Kitty's Calculations on a Tree

  • + 8 comments

    WOOHOO, I DID IT!!! sorry, it just took me that long.

    And because I'm still high on success, I will leave some tips for despairing ones. (I also don't understand a thing in the editorial)

    Calculating every node-combination in a set is O(n²), so we have to condense the set somehow...

    Let's say, we have two nodes, v1 and v2; v is the lowest common ancestor(LCA):

          v
         / \
       ..   ..
       /      \
     v1       v2
    

    The thing we have to calculate is v1*v2*d(v1,v2). d() is distance.

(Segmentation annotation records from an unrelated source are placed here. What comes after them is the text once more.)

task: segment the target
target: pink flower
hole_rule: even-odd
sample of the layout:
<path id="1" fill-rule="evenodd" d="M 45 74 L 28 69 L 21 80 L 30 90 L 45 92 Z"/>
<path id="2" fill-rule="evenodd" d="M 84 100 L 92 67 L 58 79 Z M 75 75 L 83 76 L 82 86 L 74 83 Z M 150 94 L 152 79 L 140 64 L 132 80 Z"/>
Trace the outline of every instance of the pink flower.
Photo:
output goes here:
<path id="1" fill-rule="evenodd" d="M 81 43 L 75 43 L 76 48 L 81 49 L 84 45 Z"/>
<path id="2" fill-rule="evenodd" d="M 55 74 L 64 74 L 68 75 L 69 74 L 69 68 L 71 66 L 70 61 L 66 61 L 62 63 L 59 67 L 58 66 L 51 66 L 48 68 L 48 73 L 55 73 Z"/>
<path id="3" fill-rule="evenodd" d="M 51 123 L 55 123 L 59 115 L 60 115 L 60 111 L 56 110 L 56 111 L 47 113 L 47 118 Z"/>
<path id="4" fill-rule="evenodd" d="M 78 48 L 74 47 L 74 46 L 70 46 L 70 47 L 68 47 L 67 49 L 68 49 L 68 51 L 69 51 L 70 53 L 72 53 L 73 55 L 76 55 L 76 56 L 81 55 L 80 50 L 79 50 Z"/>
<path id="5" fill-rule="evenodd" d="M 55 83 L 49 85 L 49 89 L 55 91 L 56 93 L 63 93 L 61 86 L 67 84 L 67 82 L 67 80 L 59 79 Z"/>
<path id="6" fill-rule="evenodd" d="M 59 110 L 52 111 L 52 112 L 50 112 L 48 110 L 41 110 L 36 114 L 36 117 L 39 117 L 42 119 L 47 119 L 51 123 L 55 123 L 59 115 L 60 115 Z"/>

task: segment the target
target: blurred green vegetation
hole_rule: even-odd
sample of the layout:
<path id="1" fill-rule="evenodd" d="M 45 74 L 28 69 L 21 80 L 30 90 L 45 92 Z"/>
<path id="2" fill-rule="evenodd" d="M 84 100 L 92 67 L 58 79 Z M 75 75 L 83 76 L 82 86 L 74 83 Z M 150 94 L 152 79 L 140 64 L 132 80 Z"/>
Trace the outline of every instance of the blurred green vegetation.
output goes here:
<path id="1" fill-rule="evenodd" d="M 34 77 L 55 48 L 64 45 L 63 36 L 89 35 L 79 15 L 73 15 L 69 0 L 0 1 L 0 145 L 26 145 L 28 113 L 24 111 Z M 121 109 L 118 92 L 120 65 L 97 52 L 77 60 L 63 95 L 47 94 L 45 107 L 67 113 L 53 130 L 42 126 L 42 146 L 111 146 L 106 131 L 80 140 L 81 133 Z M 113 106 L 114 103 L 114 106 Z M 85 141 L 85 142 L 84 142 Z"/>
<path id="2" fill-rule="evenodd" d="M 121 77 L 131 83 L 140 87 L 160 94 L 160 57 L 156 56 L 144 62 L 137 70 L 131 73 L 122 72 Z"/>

    It can be split up like this: v1*d(v1,v)*v2 + v2*d(v2,v)*v1

    Now, let's add another node (u is the new LCA):

          u
         /  \
        ..   ..
       / \     \
      ..  v2    v3
     /
    v1
    
    
    v1*v2*d(v1,v2) +
    (v1*d(v1,u)+v2*d(v2,u))*v3 + v3*d(v3,u)*(v1+v2)
    
    = v1*v2*d(v1,v2) +
    ((v1+v2)*d(v2,u)+v1*(depth(v1)-depth(v2)))*v3 + v3*d(v3,u)*(v1+v2)
    

    If v1 and v2 are already processed, the only variables are u and v3. We can replace the rest with constants:

    C0 + (C1*d(v2,u)+C2)*v3 + v3*d(u,v3)*C1
    

    ...there, it's no longer necessay to handle v1 and v2 seperately. (as long as nothing relevant is below v1 or between v1 and v2)

    I also used lookup-tables for depth and predecessor.

    Please let me know if something is too confusing.